All the while the pattern on the screen had never changed: the dim network still glowed there, challenging our sanity. I tried to imagine streets and buildings and the creatures going among them, creatures who could make their way through the incandescent rock as a fish swims through water. It was fantastic… and then I remembered the incredibly narrow range of temperatures and pressures under which the human race exists. We, not they, were the freaks, for almost all the matter in the universe is at temperatures of thousands or even millions of degrees.

“Well,” I said lamely, “what do we do now?”

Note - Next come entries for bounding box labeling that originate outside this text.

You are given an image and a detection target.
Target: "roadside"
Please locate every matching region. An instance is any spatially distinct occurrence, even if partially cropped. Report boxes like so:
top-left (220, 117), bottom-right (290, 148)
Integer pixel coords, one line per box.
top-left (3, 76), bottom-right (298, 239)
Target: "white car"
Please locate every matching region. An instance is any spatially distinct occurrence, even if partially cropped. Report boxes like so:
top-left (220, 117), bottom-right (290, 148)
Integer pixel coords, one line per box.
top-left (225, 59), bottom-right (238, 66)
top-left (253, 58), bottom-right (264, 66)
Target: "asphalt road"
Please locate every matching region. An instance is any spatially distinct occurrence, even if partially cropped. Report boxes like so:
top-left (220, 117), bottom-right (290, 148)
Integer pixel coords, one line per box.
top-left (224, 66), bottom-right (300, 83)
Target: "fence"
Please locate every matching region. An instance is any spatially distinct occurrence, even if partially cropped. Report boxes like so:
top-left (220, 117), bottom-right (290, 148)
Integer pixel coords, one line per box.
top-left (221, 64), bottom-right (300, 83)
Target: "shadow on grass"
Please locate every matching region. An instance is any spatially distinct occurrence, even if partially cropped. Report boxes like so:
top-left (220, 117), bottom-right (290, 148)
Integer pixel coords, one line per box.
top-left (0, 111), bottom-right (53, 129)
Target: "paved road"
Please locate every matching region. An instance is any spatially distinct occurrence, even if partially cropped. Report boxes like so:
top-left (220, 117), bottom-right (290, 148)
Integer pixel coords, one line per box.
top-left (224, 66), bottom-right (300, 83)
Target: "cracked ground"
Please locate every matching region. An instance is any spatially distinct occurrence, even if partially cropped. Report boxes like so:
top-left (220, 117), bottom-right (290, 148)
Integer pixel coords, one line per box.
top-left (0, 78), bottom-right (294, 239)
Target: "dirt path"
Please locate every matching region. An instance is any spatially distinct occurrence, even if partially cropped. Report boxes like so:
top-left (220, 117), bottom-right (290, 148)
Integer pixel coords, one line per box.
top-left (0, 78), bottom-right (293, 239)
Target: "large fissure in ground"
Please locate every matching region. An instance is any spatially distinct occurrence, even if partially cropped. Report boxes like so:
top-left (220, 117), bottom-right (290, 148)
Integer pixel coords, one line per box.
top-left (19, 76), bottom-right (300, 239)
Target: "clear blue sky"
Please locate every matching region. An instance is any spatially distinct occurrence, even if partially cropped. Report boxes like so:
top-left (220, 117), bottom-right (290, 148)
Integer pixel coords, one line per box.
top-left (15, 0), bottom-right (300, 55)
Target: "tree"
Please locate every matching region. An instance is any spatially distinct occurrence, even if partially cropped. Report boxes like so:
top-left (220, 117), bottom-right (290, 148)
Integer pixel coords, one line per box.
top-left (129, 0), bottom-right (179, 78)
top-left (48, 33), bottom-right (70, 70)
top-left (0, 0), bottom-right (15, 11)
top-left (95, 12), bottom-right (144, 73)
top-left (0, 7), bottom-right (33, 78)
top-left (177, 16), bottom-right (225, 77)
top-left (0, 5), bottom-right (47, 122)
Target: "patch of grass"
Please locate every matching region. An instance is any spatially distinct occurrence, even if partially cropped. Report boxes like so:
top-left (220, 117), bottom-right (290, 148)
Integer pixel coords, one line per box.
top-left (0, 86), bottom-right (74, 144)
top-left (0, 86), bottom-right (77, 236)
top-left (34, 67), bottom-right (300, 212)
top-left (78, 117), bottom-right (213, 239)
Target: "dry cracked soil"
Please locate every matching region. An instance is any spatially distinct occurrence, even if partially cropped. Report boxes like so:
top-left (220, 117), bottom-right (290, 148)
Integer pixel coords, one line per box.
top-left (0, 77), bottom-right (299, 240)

The Professor leaned forward eagerly. “First we must learn a great deal more, and we must keep this an absolute secret until we are sure of the facts. Can you imagine the panic there would be if this information leaked out? Of course, the truth’s inevitable sooner or later; but we may be able to break it slowly.

“You’ll realize that the geological surveying side of my work is now utterly unimportant. The first thing we have to do is to build a chain of stations to find the extent of the structure. I visualize them at ten-mile intervals towards the north, but I’d like to build the first one somewhere in South London to see how extensive the thing is. The whole job will have to be kept as secret as the building of the first radar chain in the late thirties.

“At the same time, I’m going to push up my transmitter power again. I hope to be able to beam the output much more narrowly, and so greatly increase the energy concentration. But this will involve all sorts of mechanical difficulties, and I’ll need more assistance.”